Représentant de commerce, voyageant sans cesse, apparaissant et disparaissant au gré des possibilités que lui donnait son emploi, il était bien la victime rêvée pour des meurtriers souhaitant qu’on ne s’inquiétât pas d’une anormale absence. Bien plus, le matin même de ce jour sinistre, elle avait reçu une lettre et un télégramme, mensongers et dictés par la volonté de surprendre, indiquant que la tournée commerciale en cours se prolongerait sans doute huit ou quinze jours encore ; et le voisinage en avait eu connaissance.
Tout était donc pour le mieux, à condition que les morceaux du corps dépecé pussent proprement disparaître.
La nuit venue, ils étaient encore accoudés devant ce problème.

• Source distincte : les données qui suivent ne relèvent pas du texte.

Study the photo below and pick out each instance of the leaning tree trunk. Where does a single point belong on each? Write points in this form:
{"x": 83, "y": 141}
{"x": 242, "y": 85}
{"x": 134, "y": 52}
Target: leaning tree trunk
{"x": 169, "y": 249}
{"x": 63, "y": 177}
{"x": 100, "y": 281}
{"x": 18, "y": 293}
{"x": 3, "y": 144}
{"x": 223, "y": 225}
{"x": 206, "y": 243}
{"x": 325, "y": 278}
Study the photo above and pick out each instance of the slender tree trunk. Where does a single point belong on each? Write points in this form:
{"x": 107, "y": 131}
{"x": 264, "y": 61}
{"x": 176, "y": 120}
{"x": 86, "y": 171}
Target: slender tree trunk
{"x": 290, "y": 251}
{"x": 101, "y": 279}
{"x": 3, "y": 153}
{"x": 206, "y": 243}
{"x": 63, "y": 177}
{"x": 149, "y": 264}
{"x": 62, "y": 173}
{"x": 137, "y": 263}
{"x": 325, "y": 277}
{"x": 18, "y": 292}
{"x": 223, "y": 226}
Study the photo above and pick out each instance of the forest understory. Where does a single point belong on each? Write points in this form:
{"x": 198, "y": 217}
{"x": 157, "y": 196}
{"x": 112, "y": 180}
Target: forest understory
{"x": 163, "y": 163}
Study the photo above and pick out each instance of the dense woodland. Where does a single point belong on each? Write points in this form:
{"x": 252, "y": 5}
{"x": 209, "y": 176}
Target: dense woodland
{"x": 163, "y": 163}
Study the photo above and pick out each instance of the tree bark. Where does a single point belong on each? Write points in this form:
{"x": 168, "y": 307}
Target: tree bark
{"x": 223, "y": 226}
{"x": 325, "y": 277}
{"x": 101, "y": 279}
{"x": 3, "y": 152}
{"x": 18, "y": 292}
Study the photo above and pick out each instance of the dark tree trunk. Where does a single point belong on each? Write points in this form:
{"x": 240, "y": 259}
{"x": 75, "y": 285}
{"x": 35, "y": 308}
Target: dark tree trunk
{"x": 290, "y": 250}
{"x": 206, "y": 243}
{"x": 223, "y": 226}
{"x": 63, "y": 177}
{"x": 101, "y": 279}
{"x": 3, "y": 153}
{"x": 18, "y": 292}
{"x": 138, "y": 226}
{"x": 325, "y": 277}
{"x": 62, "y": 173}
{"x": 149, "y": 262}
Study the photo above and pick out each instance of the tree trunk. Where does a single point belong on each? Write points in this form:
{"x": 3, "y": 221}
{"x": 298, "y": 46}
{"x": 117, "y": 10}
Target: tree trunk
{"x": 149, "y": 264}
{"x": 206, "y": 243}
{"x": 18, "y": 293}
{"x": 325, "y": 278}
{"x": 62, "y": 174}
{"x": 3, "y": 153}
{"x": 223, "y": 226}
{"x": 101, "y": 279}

« Nous avons, conclut-il, au moins une huitaine devant nous ; après quoi, notre heure de partir – si longtemps attendue – pourra sonner son appel. Or, huit fois vingt-quatre heures, c’est plus qu’il n’en faut pour venir à bout de ces paquets de viande et d’os… à condition de ne pas commettre d’imprudences. »

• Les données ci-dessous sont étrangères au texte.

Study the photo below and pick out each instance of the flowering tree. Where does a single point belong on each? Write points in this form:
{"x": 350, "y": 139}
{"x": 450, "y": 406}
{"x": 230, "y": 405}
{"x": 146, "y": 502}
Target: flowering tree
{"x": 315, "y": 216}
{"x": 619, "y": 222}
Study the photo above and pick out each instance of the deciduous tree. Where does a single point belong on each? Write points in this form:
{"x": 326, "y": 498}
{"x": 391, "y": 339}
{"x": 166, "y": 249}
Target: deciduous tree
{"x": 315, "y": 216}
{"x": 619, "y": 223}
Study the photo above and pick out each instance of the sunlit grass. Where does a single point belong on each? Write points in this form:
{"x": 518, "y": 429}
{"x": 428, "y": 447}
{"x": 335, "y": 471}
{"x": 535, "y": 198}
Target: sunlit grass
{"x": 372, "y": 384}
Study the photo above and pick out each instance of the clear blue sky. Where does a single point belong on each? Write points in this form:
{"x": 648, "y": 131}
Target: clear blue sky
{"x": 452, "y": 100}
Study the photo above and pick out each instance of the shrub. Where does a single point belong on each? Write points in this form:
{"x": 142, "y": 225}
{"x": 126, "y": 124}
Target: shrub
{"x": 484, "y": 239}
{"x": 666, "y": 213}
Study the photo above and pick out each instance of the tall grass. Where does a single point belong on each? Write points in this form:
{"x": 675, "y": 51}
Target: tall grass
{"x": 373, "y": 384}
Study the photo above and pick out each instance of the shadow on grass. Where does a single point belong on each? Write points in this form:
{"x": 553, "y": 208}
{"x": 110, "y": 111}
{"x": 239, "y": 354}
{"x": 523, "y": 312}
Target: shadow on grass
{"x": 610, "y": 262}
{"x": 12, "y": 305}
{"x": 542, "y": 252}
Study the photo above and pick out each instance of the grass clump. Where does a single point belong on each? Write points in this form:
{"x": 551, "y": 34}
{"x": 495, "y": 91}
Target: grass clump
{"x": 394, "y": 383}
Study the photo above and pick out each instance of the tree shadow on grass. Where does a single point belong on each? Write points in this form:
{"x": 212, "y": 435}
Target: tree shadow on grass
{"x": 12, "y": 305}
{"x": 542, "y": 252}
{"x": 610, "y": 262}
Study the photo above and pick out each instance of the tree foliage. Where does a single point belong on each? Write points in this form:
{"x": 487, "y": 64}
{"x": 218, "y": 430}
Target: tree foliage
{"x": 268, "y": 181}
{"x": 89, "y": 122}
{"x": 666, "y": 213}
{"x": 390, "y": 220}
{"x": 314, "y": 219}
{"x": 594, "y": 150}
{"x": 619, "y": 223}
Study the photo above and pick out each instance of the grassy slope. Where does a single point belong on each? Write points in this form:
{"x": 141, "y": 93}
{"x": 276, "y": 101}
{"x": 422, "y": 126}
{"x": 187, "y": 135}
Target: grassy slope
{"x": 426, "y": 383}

Et, la tête dans les mains, allongé sur la soie saumon du couvre-lit, il brisait les idées les unes contre les autres ; tous les plans lui semblaient impraticables, dangereux. En temps ordinaire, le danger ne lui faisait point peur ; au contraire, il frémissait souvent d’une volupté plus grande à le rechercher, à le frôler, à le tenter. Mais, en l’occurrence, le péril signifiait la séparation, la perte de l’aimée, de sa « gosse » qui était tout le sang de ses veines et la mœlle affolée de ses os, en même temps que toute la tendresse de son cœur ; et sa folie d’amour le rendait astucieusement prudent ; de même les maniaques aliénés déploient des cautèles surprenantes pour la sauvegarde de leurs lubies.

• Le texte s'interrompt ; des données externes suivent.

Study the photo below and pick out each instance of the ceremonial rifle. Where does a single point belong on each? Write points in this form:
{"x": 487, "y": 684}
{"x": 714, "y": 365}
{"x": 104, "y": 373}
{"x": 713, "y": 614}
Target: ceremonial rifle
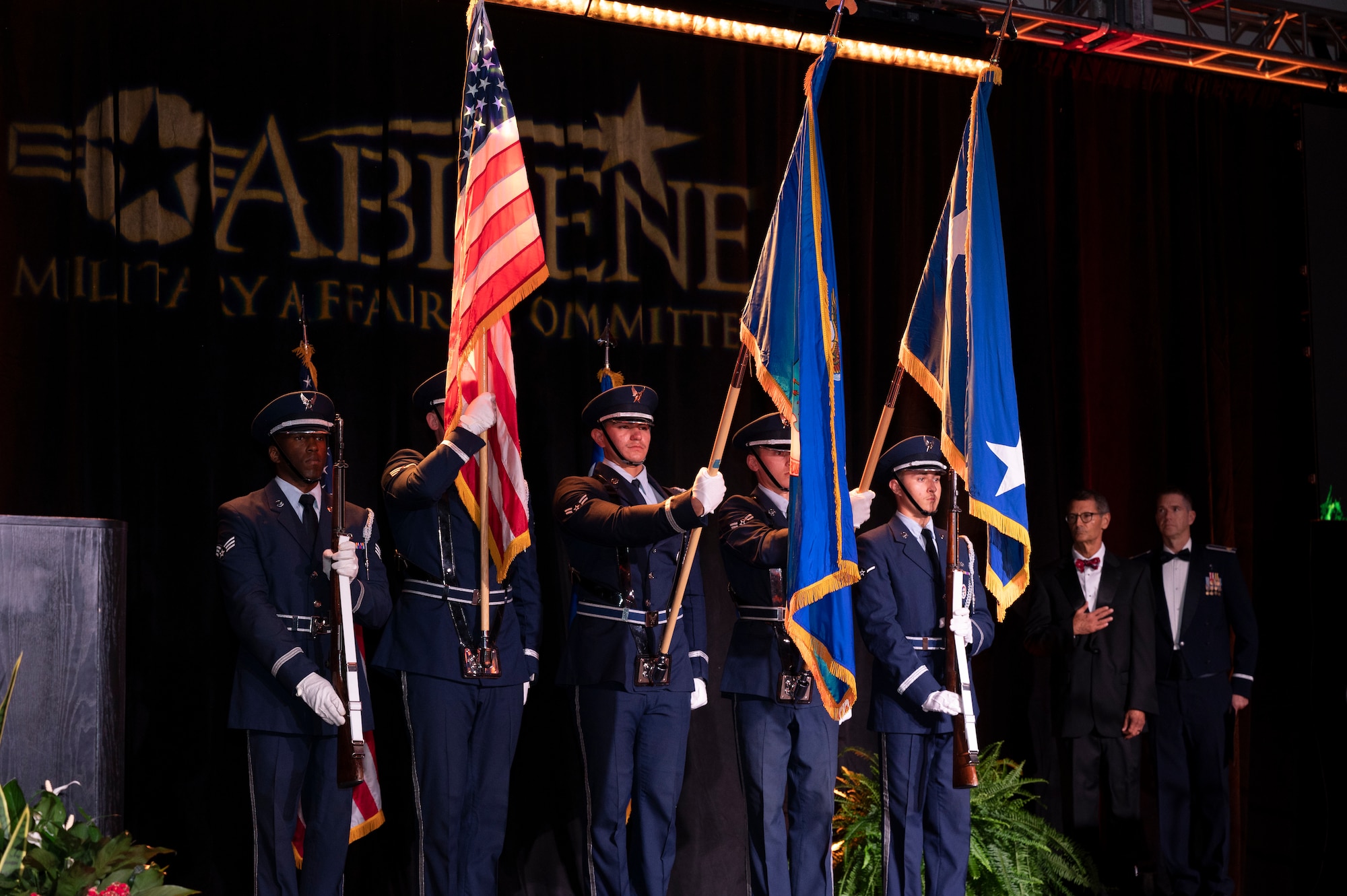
{"x": 657, "y": 670}
{"x": 346, "y": 661}
{"x": 956, "y": 660}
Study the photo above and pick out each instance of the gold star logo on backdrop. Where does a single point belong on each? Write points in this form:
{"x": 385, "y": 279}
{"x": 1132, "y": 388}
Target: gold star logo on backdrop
{"x": 631, "y": 137}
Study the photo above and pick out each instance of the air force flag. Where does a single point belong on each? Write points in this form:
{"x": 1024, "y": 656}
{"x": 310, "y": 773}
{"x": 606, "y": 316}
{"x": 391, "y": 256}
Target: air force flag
{"x": 958, "y": 347}
{"x": 790, "y": 323}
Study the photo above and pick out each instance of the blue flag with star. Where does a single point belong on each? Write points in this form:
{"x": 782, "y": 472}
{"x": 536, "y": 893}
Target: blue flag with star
{"x": 958, "y": 347}
{"x": 790, "y": 324}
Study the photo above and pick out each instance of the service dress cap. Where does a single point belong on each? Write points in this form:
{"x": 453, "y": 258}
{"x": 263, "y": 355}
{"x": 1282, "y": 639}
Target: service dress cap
{"x": 294, "y": 412}
{"x": 430, "y": 394}
{"x": 918, "y": 452}
{"x": 768, "y": 431}
{"x": 624, "y": 403}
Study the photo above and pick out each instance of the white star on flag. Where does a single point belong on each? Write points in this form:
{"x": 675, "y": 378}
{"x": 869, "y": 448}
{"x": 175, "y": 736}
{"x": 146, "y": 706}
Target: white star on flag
{"x": 1014, "y": 458}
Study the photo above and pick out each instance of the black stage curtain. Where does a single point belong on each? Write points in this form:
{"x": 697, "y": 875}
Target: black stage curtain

En bas, le calorifère – une sorte de « salamandre » chauffant toute la maison – ronflait sous l’effort du charbon dilaté et du vent d’est.
À cause qu’ils avaient grelotté de fatigue et de fièvre, ce poêle était bourré de combustible et ses parois, au rouge vif, irradiaient l’incendie. Les boiseries proches du foyer grésillaient ; une fumée, monta, âcre.
Un peu effrayés, ils descendirent calmer cette exagération d’embrasement.
« Il rôtirait un bœuf, ce poêle ! s’exclama-t-elle, sans arrière-pensée.
– Et même autre chose ! » précisa-t-il, déjà féru d’un projet nouveau.
Dans la cuisine, ses mains fouillèrent parmi les ordures d’une boîte. Des os, vestiges de pot-au-feu familial, y traînaient.
En quelques minutes, l’enfer minuscule du foyer les annihila.
« Voilà pour les os, » affirma-t-il, tout heureux du succès de l’expérience.
Elle allait répondre ; le chien bondit en hurlant vers la porte de la courette qu’un passant venait de heurter.
Alors, lui, récita :
« … et des lambeaux affreux
Que des chiens dévorant se disputaient entre eux. »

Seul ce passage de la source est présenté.